Julie Khlevner, MD, AGAF, Reacts to the FDA Approval of Linaclotide for Pediatric IBS-C

Julie Khlevner, MD, AGAF, Associate Professor of Pediatrics at Columbia University Medical Center and Chair, NASPGHAN Neurogastroenterology and Motility Committee, discussed the FDA approval of linaclotide for children ≥7 years with IBS-C. She highlighted improvements in bowel movement frequency and abdominal pain, confirming the therapy’s tolerability and potential use by both pediatric gastroenterologists and general pediatricians. Khlevner also underscored the ongoing need for new pediatric therapeutics to address individual symptomatology.

Click here to watch Julie Khlevner offer thoughts on the linaclotide's FDA approval.

Discussing Safety, Tolerability of Tenapanor in Pediatric IBS-C Patients, with Thomas Wallach, MD

Interim data from the phase 3 R-ALLY trial and its open-label extension showed that tenapanor, a sodium/hydrogen exchanger isoform 3 (NHE3) inhibitor, was safe and well-tolerated in adolescents with IBS-C. Wallach highlighted that no serious treatment-related adverse events occurred and that the safety profile was consistent with adult data. He noted the potential utility of tenapanor in managing pediatric constipation while emphasizing that efficacy data are still under investigation.

Click here to watch our full interview with Thomas Wallach, MD.

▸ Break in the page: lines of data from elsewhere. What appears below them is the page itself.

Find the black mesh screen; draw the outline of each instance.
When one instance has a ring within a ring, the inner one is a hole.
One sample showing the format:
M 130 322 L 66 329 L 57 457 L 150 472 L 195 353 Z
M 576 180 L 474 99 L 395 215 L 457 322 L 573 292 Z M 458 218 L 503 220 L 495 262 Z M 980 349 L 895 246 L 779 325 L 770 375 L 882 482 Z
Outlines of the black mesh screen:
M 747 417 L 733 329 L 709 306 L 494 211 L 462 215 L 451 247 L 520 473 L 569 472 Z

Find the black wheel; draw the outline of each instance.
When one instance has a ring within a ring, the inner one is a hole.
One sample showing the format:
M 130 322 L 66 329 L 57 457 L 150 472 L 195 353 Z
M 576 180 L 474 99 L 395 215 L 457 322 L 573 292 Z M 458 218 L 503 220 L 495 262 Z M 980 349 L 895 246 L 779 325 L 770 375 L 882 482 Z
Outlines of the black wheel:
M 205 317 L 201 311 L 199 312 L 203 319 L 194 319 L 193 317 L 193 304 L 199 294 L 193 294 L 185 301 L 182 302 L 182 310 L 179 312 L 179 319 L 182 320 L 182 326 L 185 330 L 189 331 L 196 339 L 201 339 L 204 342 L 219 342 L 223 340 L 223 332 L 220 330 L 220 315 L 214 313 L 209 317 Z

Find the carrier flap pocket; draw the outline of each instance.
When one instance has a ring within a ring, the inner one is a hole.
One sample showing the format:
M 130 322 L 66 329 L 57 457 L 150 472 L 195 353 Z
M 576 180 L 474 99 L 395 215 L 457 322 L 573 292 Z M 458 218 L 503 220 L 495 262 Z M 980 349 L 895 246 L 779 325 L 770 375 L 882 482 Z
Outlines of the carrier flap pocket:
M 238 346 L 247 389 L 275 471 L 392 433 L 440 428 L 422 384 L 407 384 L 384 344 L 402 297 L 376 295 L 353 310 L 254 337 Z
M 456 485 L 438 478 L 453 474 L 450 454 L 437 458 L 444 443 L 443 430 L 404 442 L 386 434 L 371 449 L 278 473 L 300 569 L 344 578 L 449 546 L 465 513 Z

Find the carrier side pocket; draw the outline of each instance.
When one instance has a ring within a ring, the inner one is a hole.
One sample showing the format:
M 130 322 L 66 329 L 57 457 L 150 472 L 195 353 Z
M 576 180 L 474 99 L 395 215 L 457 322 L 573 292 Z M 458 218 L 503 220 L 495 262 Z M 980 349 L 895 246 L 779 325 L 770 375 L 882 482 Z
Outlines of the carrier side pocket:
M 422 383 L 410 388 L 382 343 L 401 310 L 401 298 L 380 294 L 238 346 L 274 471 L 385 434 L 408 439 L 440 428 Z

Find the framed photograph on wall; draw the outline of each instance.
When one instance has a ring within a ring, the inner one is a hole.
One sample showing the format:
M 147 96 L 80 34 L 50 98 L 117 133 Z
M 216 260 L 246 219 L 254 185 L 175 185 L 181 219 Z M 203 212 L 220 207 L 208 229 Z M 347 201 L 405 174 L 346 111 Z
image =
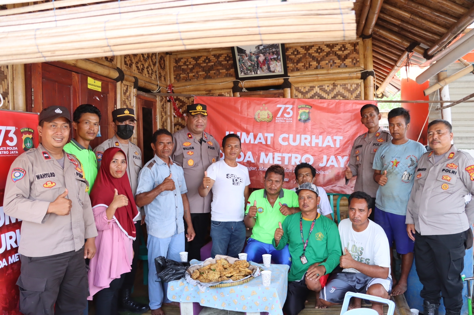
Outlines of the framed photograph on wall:
M 232 47 L 236 79 L 244 81 L 288 77 L 284 44 Z

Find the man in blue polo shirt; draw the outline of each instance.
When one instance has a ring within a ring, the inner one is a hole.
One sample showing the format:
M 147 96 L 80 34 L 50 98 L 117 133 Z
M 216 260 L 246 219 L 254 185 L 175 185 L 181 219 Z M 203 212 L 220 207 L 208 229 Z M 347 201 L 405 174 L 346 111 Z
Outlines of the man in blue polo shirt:
M 244 250 L 248 261 L 261 262 L 262 255 L 269 254 L 276 263 L 291 266 L 288 245 L 277 250 L 272 244 L 278 222 L 300 212 L 298 195 L 283 188 L 284 178 L 283 167 L 271 166 L 265 172 L 265 189 L 254 191 L 248 198 L 244 218 L 246 226 L 253 228 Z

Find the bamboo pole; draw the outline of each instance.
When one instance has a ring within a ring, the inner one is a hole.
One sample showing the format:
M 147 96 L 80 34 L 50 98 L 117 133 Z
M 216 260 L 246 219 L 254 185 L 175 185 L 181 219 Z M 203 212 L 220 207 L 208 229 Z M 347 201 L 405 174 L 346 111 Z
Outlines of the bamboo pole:
M 449 76 L 446 79 L 439 81 L 437 83 L 435 83 L 428 88 L 425 89 L 423 91 L 423 94 L 424 94 L 425 96 L 426 96 L 428 94 L 431 94 L 433 92 L 438 90 L 443 87 L 447 85 L 451 82 L 457 80 L 461 77 L 464 77 L 473 71 L 474 71 L 474 66 L 473 66 L 472 64 L 470 64 L 467 67 L 459 70 L 456 73 Z

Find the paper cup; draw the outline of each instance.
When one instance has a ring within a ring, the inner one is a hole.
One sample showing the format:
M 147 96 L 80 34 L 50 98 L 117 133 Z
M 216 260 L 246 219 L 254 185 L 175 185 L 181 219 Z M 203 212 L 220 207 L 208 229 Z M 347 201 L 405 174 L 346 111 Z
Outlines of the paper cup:
M 262 283 L 265 286 L 270 285 L 272 280 L 272 271 L 269 270 L 264 270 L 262 271 Z
M 188 252 L 180 252 L 179 253 L 179 257 L 181 259 L 182 262 L 187 262 L 188 261 Z
M 272 255 L 270 254 L 264 254 L 262 255 L 262 258 L 264 260 L 264 266 L 266 268 L 270 267 L 270 264 L 272 261 Z

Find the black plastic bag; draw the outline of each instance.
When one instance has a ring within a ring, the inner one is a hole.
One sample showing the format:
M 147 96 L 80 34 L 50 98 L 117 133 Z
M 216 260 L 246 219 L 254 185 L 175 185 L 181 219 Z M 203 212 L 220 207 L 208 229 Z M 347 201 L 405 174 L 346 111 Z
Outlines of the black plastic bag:
M 155 259 L 156 274 L 164 282 L 181 279 L 191 264 L 187 262 L 177 262 L 163 256 Z

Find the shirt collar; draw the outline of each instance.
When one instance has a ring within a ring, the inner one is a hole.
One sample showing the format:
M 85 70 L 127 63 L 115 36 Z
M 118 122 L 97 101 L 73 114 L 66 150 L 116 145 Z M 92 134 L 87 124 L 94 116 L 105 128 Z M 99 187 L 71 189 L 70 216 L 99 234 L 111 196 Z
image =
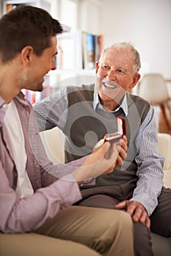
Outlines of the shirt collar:
M 4 120 L 7 108 L 7 104 L 0 97 L 0 123 L 1 123 L 2 121 Z
M 128 115 L 128 105 L 127 105 L 126 94 L 127 93 L 126 92 L 120 106 L 117 109 L 115 109 L 114 111 L 110 111 L 110 112 L 115 113 L 121 108 L 123 110 L 123 111 L 124 112 L 125 116 L 127 116 L 127 115 Z M 102 104 L 99 102 L 99 94 L 98 94 L 96 86 L 94 86 L 94 109 L 95 110 L 96 109 L 100 109 L 100 110 L 103 110 L 104 111 L 107 112 L 107 110 L 103 108 L 103 106 L 102 105 Z

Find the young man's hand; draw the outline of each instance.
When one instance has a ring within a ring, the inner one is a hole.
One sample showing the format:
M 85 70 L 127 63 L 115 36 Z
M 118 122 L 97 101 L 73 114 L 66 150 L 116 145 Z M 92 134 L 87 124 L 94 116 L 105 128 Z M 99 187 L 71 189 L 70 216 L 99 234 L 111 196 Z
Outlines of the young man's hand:
M 124 200 L 118 203 L 114 207 L 115 209 L 126 209 L 126 212 L 131 216 L 133 222 L 140 222 L 146 225 L 148 228 L 151 227 L 151 220 L 148 212 L 144 206 L 137 201 Z
M 94 150 L 72 175 L 77 181 L 81 182 L 102 174 L 111 173 L 117 165 L 122 165 L 126 156 L 127 140 L 124 136 L 120 144 L 105 142 L 101 147 Z M 110 157 L 107 159 L 105 154 L 112 147 Z

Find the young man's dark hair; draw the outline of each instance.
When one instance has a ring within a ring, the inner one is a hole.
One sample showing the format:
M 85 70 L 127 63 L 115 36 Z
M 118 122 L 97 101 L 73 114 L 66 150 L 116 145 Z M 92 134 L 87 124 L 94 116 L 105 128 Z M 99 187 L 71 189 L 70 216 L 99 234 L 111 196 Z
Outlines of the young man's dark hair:
M 26 45 L 41 56 L 50 45 L 50 39 L 62 32 L 59 22 L 45 10 L 20 6 L 4 15 L 0 22 L 0 55 L 2 63 L 12 60 Z M 10 49 L 10 50 L 9 50 Z

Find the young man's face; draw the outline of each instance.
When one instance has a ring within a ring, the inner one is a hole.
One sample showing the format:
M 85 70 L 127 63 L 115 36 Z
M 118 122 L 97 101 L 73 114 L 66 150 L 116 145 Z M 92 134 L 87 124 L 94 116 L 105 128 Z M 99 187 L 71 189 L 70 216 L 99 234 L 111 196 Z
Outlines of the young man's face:
M 26 70 L 23 88 L 41 91 L 45 75 L 51 69 L 56 69 L 55 56 L 57 54 L 56 37 L 51 37 L 51 46 L 45 49 L 42 56 L 33 55 L 32 61 Z
M 125 91 L 133 88 L 134 59 L 126 49 L 107 49 L 104 57 L 96 64 L 97 91 L 102 104 L 107 101 L 119 103 Z

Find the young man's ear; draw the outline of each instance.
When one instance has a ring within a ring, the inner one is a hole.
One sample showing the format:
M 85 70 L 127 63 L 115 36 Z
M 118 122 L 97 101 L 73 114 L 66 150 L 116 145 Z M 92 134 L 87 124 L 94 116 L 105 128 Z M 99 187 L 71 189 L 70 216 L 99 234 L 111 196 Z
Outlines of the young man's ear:
M 21 61 L 24 66 L 27 67 L 30 64 L 34 54 L 32 46 L 25 46 L 21 50 Z
M 134 75 L 133 81 L 129 87 L 130 89 L 132 89 L 132 88 L 134 88 L 136 86 L 136 84 L 137 83 L 137 82 L 140 79 L 140 77 L 141 77 L 141 75 L 139 73 L 136 73 Z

NASPGHAN 2025: Odevixibat Shows Sustained Pruritus and Bile Acid Improvements in FIC1 Deficiency

Post hoc analyses of PEDFIC 1 and PEDFIC 2 demonstrated that odevixibat provided sustained reductions in serum bile acids and improvements in pruritus in patients with FIC1 deficiency (PFIC1). Among 35 patients, long-term treatment up to 96 weeks maintained clinically meaningful improvements, supporting odevixibat’s durable benefit in managing both biochemical and symptomatic burdens of PFIC1.

Click here for more on odevixibat for FIC1 deficiency.

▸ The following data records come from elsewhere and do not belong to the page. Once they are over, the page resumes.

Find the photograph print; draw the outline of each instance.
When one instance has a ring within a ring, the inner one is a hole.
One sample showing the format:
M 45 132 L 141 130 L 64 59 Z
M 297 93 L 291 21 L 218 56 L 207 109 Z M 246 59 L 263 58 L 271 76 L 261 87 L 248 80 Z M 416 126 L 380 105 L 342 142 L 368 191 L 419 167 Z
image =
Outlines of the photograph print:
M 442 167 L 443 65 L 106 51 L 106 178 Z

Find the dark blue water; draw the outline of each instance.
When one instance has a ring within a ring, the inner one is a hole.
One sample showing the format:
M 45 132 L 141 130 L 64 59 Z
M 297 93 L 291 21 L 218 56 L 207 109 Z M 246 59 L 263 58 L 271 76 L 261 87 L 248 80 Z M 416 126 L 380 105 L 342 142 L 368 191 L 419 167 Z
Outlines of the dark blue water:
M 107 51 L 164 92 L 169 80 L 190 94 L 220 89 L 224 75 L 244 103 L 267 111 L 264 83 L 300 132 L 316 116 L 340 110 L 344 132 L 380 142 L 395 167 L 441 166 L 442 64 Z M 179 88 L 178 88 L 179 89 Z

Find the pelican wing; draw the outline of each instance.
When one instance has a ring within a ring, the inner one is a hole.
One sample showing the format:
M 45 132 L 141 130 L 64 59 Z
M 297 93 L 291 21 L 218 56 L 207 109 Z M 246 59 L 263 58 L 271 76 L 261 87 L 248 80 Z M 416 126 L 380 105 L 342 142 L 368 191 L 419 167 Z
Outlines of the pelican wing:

Odevixibat Improves Long-Term Quality of Life, Sleep in Patients with Alagille Syndrome

In patients with Alagille syndrome, odevixibat treatment led to long-term improvements in sleep and caregiver-reported quality of life (QoL). Data from the ASSERT and ASSERT-EXT studies showed sustained improvements across multiple sleep parameters and Pediatric Quality of Life Inventory scores over 96 weeks of therapy. These findings reinforce odevixibat’s impact on both symptomatic relief and overall patient well-being, complementing previous data on pruritus reduction in cholestatic liver disease.